Supreme Court Decision In Firearm Search Warrant Case Jeopardizes Gun Owners Rights

The ability to seek compensation for illegal police action that violates civil rights recently received a blow from the U.S. Supreme Court in the case of Messerschmidt v. Millender in a disappointing decision for self-defense civil rights advocates, the high court held that officers were entitled to qualified immunity from civil suit when they conducted a search pursuant to a warrant authorizing the seizure of any and all firearms and firearm-related materials, even though the items seized were known not to have been used in the crime under investigation.

The National Rifle Association (NRA) and the California Rifle and Pistol Association Foundation (CRPAF) submitted an amicus (“friend of the court”) brief with the Supreme Court. That brief generally supports police, but raises concerns about certain police practices.  A copy of the NRA/CRPAF brief, the Supreme Court’s opinion, and other case related documents, are posted at

Firearms are generally lawful to possess, and usually may not be seized without “probable cause” that a specific firearm was used in a crime.  The Fourth Amendment of the United States Constitution guarantees our right against search and seizure under a “general” search warrant (i.e., a warrant not based on probable cause and not describing with particularity the place to be searched and the person or thing to be seized).

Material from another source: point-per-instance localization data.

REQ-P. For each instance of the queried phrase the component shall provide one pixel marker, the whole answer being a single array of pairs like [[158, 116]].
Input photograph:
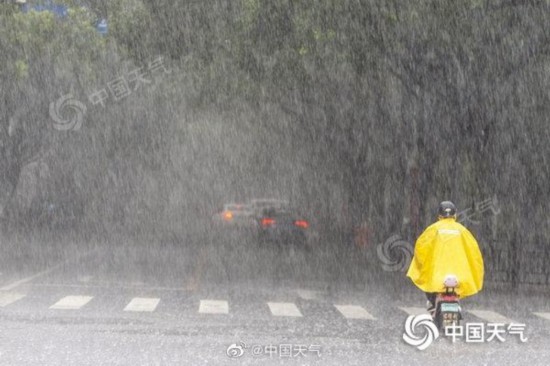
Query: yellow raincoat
[[444, 248]]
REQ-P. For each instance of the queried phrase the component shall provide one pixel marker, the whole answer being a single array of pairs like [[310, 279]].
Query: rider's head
[[446, 210]]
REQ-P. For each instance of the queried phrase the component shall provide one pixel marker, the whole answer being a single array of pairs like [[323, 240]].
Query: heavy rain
[[245, 182]]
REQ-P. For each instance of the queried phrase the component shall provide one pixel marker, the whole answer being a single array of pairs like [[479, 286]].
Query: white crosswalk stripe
[[142, 304], [284, 309], [414, 310], [543, 315], [71, 302], [491, 316], [354, 312], [7, 298], [214, 307]]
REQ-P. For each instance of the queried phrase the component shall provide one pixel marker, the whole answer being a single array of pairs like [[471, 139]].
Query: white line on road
[[142, 304], [214, 307], [354, 312], [414, 310], [543, 315], [284, 309], [9, 298], [71, 302], [15, 284], [491, 316]]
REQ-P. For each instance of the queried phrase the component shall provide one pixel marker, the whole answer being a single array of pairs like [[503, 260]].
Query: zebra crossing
[[357, 312]]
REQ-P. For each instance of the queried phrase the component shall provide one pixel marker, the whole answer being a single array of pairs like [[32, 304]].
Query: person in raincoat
[[446, 248]]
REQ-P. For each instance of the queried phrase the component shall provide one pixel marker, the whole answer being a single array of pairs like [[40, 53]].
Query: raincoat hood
[[445, 248]]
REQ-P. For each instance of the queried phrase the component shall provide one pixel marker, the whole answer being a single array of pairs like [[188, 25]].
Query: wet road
[[170, 304]]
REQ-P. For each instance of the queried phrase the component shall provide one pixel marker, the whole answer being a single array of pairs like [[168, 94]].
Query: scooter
[[448, 311]]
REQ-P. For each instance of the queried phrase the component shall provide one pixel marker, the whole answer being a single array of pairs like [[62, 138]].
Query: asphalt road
[[172, 304]]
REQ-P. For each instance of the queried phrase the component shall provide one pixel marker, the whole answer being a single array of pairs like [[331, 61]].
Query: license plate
[[451, 308]]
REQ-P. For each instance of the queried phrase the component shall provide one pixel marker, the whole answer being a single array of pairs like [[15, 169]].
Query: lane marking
[[9, 298], [491, 316], [543, 315], [71, 302], [214, 307], [20, 282], [284, 309], [414, 310], [354, 312], [142, 304]]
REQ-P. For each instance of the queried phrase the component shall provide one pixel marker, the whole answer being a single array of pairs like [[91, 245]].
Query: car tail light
[[266, 221], [302, 224]]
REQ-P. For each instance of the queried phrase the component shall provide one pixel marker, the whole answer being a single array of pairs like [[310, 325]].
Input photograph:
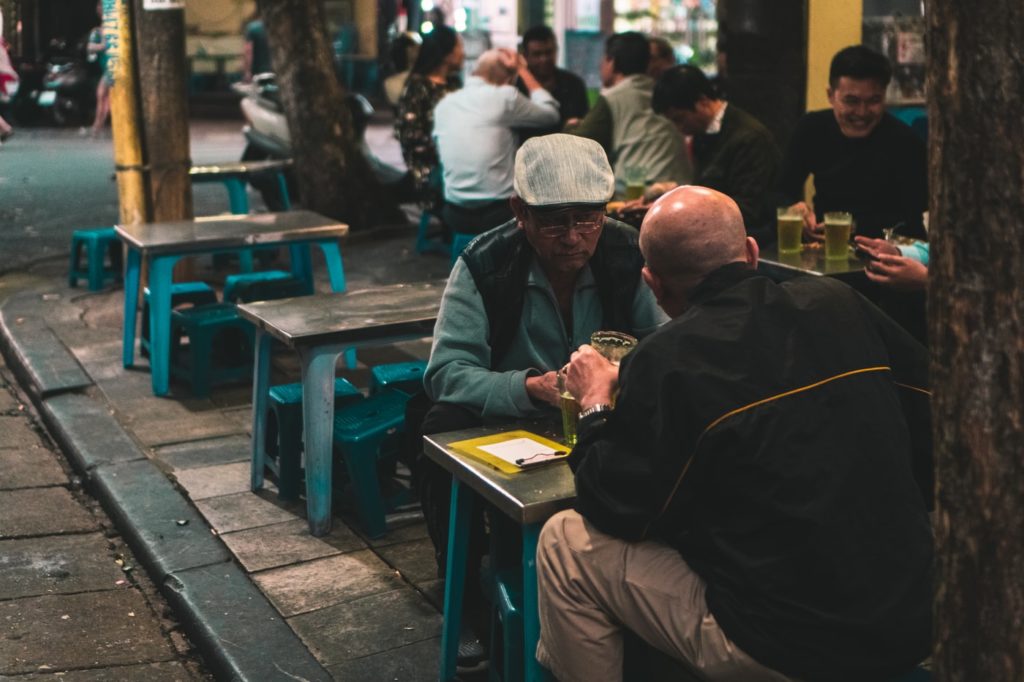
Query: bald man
[[756, 503]]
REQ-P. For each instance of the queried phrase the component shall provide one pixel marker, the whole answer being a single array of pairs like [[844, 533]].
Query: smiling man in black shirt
[[864, 161]]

Far too often police seize entire gun collections even when most of the firearms are not alleged to be part of any crime.  Some police are politically motivated to inflate statistics regarding the number of guns seized in order to justify increased funding for their efforts.  These seizures often result in damage to the firearms, and they inevitably cost gun owners the expense of getting their firearms back. Seizing firearms in instances like this can, depending on the circumstances, be illegal.  But when a firearm collection is seized by law enforcement pursuant to a warrant, it is very difficult to prevail in a lawsuit against peace officers who have broken the law.

The law protects police officers for certain “good faith” errors by granting them “qualified immunity.” Generally, when officers search a location and seize property pursuant to a warrant signed by a judge, they are granted this protection from civil suit. The assumption is that once a judge signs off on a warrant (essentially agreeing there is probable cause to search), the executing officers should not be required to second guess the presumably valid warrant.

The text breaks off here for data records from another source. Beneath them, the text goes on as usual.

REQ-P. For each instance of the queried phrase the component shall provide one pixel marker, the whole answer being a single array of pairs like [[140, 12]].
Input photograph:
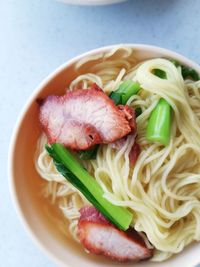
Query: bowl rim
[[92, 2], [13, 191]]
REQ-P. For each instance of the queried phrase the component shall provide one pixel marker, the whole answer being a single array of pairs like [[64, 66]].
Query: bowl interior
[[26, 184]]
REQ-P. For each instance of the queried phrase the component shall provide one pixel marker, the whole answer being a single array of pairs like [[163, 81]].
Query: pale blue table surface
[[36, 36]]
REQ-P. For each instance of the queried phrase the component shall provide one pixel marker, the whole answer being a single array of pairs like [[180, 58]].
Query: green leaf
[[74, 172]]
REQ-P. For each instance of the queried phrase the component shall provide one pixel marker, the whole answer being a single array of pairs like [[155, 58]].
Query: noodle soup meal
[[120, 154]]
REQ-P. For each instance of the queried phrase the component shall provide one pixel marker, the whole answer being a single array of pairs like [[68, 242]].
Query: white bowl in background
[[92, 2], [25, 183]]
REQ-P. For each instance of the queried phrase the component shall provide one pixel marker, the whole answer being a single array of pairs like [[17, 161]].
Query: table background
[[37, 36]]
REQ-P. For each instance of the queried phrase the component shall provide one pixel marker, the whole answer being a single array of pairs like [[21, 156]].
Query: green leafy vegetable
[[160, 73], [124, 92], [186, 71], [159, 124], [74, 172]]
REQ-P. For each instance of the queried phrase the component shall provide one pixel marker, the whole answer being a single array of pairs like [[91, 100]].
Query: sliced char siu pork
[[81, 119], [99, 236]]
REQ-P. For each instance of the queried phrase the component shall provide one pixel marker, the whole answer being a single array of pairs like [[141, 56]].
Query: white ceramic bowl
[[92, 2], [25, 184]]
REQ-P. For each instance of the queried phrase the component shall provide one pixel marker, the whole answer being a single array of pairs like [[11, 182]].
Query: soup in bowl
[[104, 159]]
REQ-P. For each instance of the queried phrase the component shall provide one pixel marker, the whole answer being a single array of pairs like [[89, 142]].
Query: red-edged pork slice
[[82, 118], [101, 237]]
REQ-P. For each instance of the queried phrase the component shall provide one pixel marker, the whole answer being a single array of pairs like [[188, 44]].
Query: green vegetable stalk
[[74, 172], [159, 124]]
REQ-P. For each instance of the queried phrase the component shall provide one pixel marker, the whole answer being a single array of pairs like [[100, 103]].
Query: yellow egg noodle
[[163, 188]]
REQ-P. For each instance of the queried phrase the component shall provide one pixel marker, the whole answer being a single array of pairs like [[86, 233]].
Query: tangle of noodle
[[163, 188]]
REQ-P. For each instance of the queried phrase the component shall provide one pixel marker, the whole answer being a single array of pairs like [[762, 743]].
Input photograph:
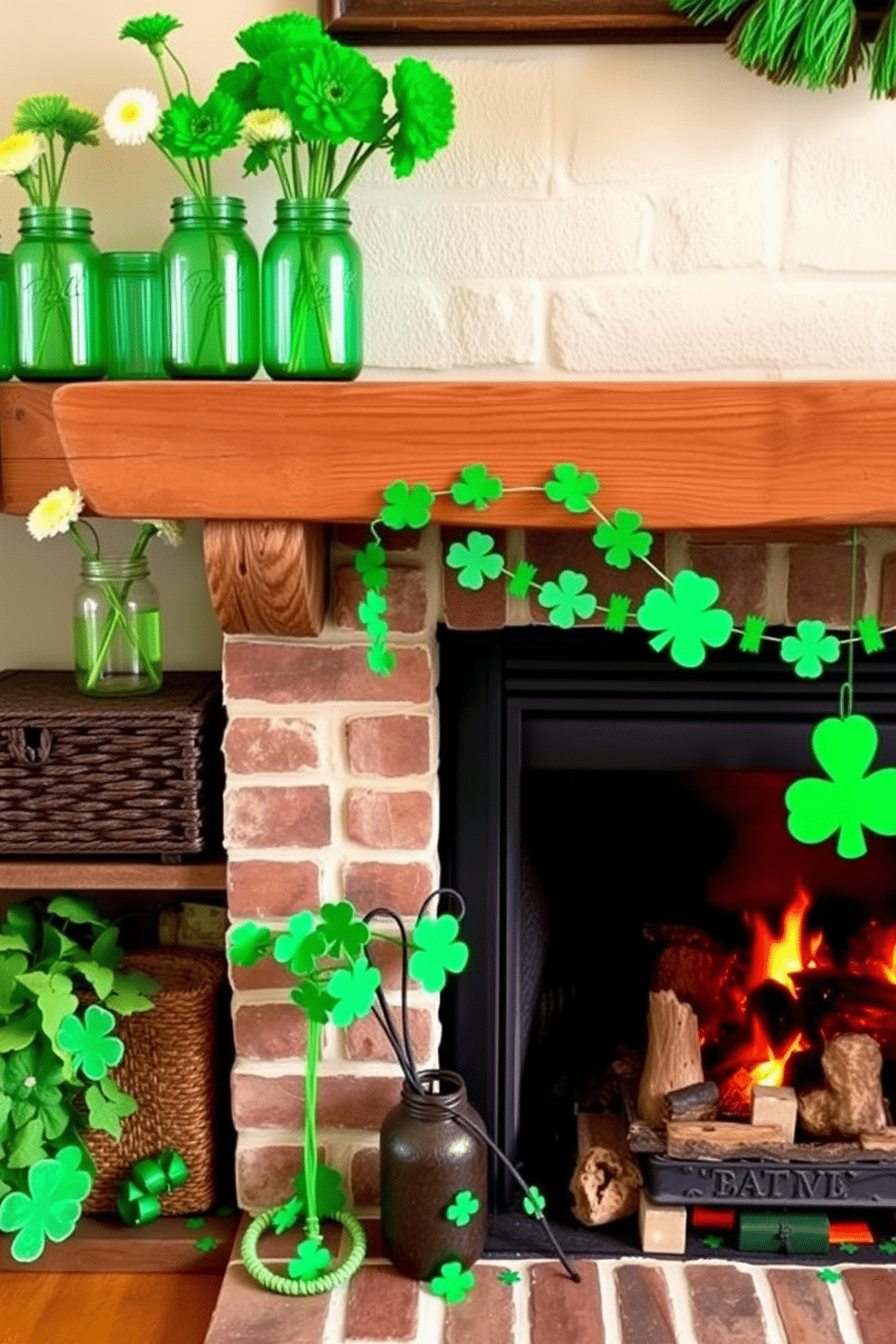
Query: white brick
[[592, 236], [714, 325]]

In Millender, police officers conducted a nighttime search of the Millenders’ home. Pursuant to a judicially signed warrant, the police searched the home for all guns, all ammunition, and any indicia of gang involvement in connection with the investigation of Jerry Ray Brown, a man suspected of shooting at his ex-girlfriend with a specifically identified sawed-off shotgun.  The Millenders brought suit, alleging the officers had violated their Fourth Amendment rights because there was insufficient probable cause to believe the items sought were evidence of a crime.

The Supreme Court determined that, in light of Mr. Bowen’s possession and use of a sawed-off shotgun, his attempt to murder another person, and his past history of gang affiliation, a reasonable officer could conclude that there was a “fair probability” that the shotgun was not the only firearm Mr. Bowen owned.  With respect to the seizure of all indicia of gang involvement, the Supreme Court concluded that a reasonable officer could believe there was probable cause to seize that, too.  The Court noted that “[a] reasonable officer could certainly view Bowen’s attack as motivated not by the souring of his romantic relationship with [the victim] but instead by a desire to prevent her from disclosing details of his gang activity to the police.”

Is this a stretch? Yes. But remember the question is not one of the validity of the warrant, but whether it was “reasonable” for an officer to think there was probable cause to seize the evidence, i.e., all of Mr. Bowen’s firearms, once the judge signed the warrant.

Ultimately, how far the Court extended the protection of qualified immunity in this case is quite problematic.  It begs the question of what now becomes “unreasonable” for officers to believe after a judge has signed off on a warrant? And how can a peace officer ever be held accountable when such a high burden is placed on the plaintiffs?